Liberty and Education by Geoffrey Hinchliffe
Author:Geoffrey Hinchliffe
Language: eng
Format: epub
Publisher: Routledge
The nature of an educational experience
I now wish to further explore the nature of the kind of educational experience that Dewey’s reflections on aesthetic experience allow us to identify. There are many different types of educational experience, but rather than enumerate some kind of discipline-based taxonomy I will look to see what the three philosophers – Wittgenstein, Grice and Oakeshott – suggest.
As Andrea English has recently pointed out, a central feature of learning is, or ought to be, its transformative quality (English, 2009). But how does this work? One way of approaching this problem is through Wittgenstein’s discussion of ‘seeing-as’ in Philosphical Investigations. He supposes that: ‘I may contemplate a face, and then suddenly notice its likeness to another. I see that it has not changed; and yet I see it differently. I call this experience “noticing an aspect”’ (Wittgenstein, 1958: 212).
A little later he distinguishes ‘continuous seeing’ from the ‘dawning’ of an aspect (213). Wittgenstein’s point is that we are not given raw material that we then somehow interpret and derive a meaning: rather that the perceptual grasp is also interpretative too – hence the aptness of the example of the duckrabbit where what is seen does not change. It is also clear from his analysis that the duck-rabbit is for him a fairly primitive example for an aspect may dawn where states of affairs are more complex: ‘what I perceive in the dawning of an aspect is not a property of the object, but an internal relation between it and other objects’ (212).

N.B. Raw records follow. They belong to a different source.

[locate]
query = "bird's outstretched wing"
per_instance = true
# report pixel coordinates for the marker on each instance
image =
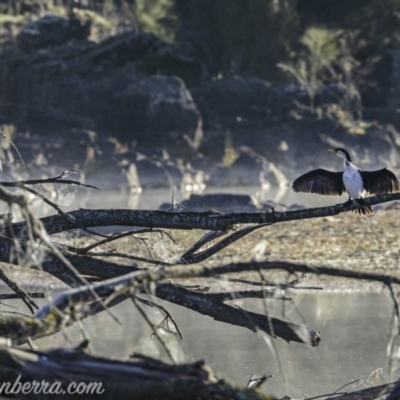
(320, 181)
(381, 181)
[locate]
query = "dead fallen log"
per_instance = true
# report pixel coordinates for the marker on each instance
(101, 378)
(207, 220)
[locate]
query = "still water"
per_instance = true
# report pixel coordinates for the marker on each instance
(354, 326)
(354, 329)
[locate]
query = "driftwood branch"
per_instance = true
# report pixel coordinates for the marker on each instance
(193, 220)
(138, 378)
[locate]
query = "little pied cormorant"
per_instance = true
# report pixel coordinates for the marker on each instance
(352, 180)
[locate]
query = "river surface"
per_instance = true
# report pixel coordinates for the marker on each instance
(354, 325)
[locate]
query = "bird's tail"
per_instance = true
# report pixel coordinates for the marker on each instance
(364, 210)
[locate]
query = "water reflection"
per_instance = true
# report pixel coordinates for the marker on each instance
(354, 329)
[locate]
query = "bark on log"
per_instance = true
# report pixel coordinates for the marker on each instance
(137, 378)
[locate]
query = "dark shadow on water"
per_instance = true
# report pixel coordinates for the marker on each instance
(354, 328)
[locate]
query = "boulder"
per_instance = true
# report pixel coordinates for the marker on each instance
(52, 30)
(233, 100)
(155, 103)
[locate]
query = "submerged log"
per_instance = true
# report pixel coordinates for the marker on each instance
(73, 371)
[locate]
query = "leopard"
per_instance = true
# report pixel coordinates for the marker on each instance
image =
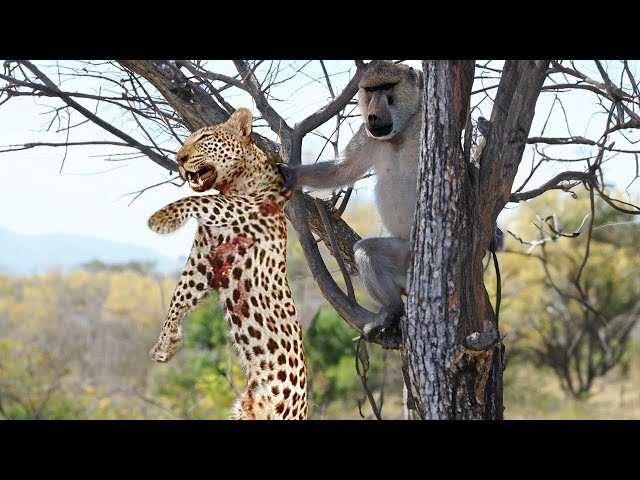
(239, 251)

I want to suggest that one of the ways in which learning transforms is just this: the dawning of an aspect. I have in mind times when pondering over an inchoate jumble of information starts to make sense as an ‘aspect’; or perhaps the same information was seen in terms of a, b and c but is now seen in terms of x, y and z. It might be objected that aspect dawning is a part of learning, but only a small part; in particular what Wittgenstein describes are situations where a person is simply looking and pondering. Yet when a teacher does step out of a teacher-driven pedagogy and lets learning happen maybe aspect dawning is exactly what needs to take place. But for aspects to dawn there are three preconditions: first, there needs to be enough time, with breaks for chatting if needs be. Second, the pace mustn’t be forced at the same tempo; intensive activity needs to be followed by slow reflection. And third, the subject under consideration must be self-contained – a poem, a problem, a short text – so that in the time available it becomes possible for the learning to make sense. Aspects don’t dawn by trying too hard or by trying to do too much.
Interestingly, Wittgenstein is aware that aspect dawning may require ‘someone capable of making certain applications … quite freely. The substratum of this experience is the mastery of a technique’ (208) and goes on to surmise that here we have a ‘different though related concept’ to that of visual aspect dawning.